Several prominent experts offered their views on how current research and state and federal policies should influence classroom practice.
G. Reid Lyon, the chief of the division of the National Institute of Child Health and Human Development that subsidizes reading research, praised teachers during his presentation and urged them to ignore what he called the "ludicrous" debates over research methodologies that have polarized the field in recent years.
"We have to move beyond either-or conceptions of both instruction and research," he said, referring to disputes over the best balance between skills instruction and literature-based approaches, as well as the role of quantitative and qualitative research in guiding practice. "Adults get embroiled in all the ‘quack, quack’ about which research is best."
Mr. Lyon said the rigor of the research, not the method, should determine its validity and its value to the field.
But Mr. Lyon has been accused of perpetuating those very debates. While the NICHD has financed a range of studies over the past 30 years, and in the decade since he has been there, the most influential studies have been experimental. He has been critical of much research in the field that has not met the institute’s standards.

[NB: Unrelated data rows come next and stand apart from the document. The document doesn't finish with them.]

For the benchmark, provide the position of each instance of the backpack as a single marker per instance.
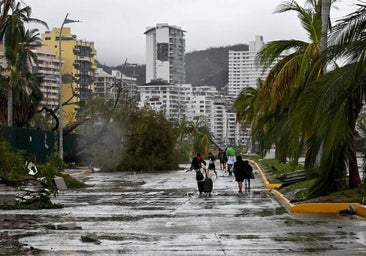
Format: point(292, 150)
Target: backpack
point(199, 176)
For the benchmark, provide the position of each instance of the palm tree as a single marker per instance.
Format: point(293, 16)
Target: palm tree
point(341, 92)
point(288, 76)
point(14, 34)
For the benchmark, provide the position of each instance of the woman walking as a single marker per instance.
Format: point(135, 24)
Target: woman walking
point(242, 172)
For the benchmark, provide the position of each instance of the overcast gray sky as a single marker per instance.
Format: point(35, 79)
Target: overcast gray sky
point(117, 26)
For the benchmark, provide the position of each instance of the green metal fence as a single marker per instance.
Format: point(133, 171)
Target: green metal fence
point(37, 143)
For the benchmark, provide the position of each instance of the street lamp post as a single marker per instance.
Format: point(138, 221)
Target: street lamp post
point(60, 119)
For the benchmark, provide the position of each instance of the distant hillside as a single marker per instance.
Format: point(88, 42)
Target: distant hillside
point(206, 67)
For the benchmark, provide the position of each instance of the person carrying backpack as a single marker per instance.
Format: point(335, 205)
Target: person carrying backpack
point(197, 164)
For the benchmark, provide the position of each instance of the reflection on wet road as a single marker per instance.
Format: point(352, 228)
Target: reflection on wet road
point(161, 214)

Indeed, some IRA members had planned to boycott Mr. Lyon’s presentation when he was invited to speak at a research-awards event at the convention. His presentation was then moved to a separate venue. ("Father of 'Whole Language' Rallying Against Reading-Group Speaker," March 3, 2004.)
Worries Over Law
Many educators here expressed concerns about how the requirements of the federal No Child Left Behind Act are affecting them and their students. A former federal official also lamented some of the implications of the law.
Susan B. Neuman, who served as the U.S. Department of Education’s assistant secretary for elementary and secondary education in the Bush administration until January 2003, praised the law she helped implement for holding schools and teachers accountable for student achievement. But she also outlined what she sees as its unintended consequences.

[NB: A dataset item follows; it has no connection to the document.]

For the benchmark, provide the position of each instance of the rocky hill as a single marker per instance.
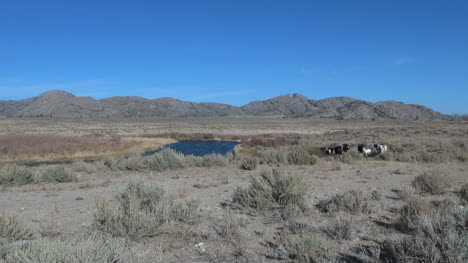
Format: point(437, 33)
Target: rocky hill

Ms. Neuman said she worried that many of the nation’s most vulnerable children were still being left behind.
"In [the most disadvantaged schools] in America, even the most earnest teacher has often given up because they lack every available resource that could possibly make a difference," said Ms. Neuman, who has returned to the University of Michigan, where she is a reading researcher.
"When we say all children can achieve and then not give them the additional resources" that are necessary to meet that goal, she said, "we are creating a fantasy."

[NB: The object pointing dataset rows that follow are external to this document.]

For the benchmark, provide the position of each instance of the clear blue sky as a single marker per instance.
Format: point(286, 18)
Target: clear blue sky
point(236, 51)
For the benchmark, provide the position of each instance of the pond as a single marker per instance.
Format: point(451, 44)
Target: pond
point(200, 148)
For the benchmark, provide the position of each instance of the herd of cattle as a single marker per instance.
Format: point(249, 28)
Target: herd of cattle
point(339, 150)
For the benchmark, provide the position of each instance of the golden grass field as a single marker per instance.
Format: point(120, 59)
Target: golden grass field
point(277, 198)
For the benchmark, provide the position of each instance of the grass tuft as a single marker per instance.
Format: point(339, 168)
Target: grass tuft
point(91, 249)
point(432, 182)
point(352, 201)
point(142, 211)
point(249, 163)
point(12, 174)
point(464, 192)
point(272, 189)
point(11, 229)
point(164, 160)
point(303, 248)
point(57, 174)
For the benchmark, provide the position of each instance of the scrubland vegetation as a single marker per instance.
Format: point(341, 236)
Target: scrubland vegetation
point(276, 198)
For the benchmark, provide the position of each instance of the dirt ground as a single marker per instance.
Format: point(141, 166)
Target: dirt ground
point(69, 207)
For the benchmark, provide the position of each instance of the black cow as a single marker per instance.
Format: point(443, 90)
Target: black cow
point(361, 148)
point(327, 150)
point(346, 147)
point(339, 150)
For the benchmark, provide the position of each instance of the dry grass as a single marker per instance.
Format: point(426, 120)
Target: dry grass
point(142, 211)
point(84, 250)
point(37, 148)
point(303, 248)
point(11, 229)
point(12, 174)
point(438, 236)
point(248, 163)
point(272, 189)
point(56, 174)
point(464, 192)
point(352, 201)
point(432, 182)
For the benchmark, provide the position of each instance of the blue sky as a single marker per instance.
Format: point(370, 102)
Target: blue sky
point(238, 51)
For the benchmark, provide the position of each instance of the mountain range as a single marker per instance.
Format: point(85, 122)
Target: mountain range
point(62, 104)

Like many presenters and participants at the May 3-6 event, Ms. Neuman also expressed worries that testing is taking valuable time away from instruction.
"We all know children are being tested too much. Let’s be honest," she said.
Ms. Neuman added that too many schools are being identified as failing based on whether students perform on grade level, even if they are making progress with low-performing students.
"Too many schools are not making ["adequate yearly progress"] based on a statistical nuance and not on what is really happening in that school," she said. "In Michigan, they are reconstituting schools, firing principals and teachers. ... These are Draconian kinds of consequences."
Current education policies, she suggested, often oversimplify the problems schools face, overgeneralize solutions, unfairly penalize schools with many struggling students, and do not adequately consider teachers’ views.
Many of the 300 attendees applauded when she challenged policymakers to spend more time in classrooms.
"That might change their perspective a little bit," she said.
The conference was the first for Ms. Neuman in three years, when she stepped down as an IRA board member to take the federal appointment. "It’s lovely for the first time in a long time to have my own voice," she said.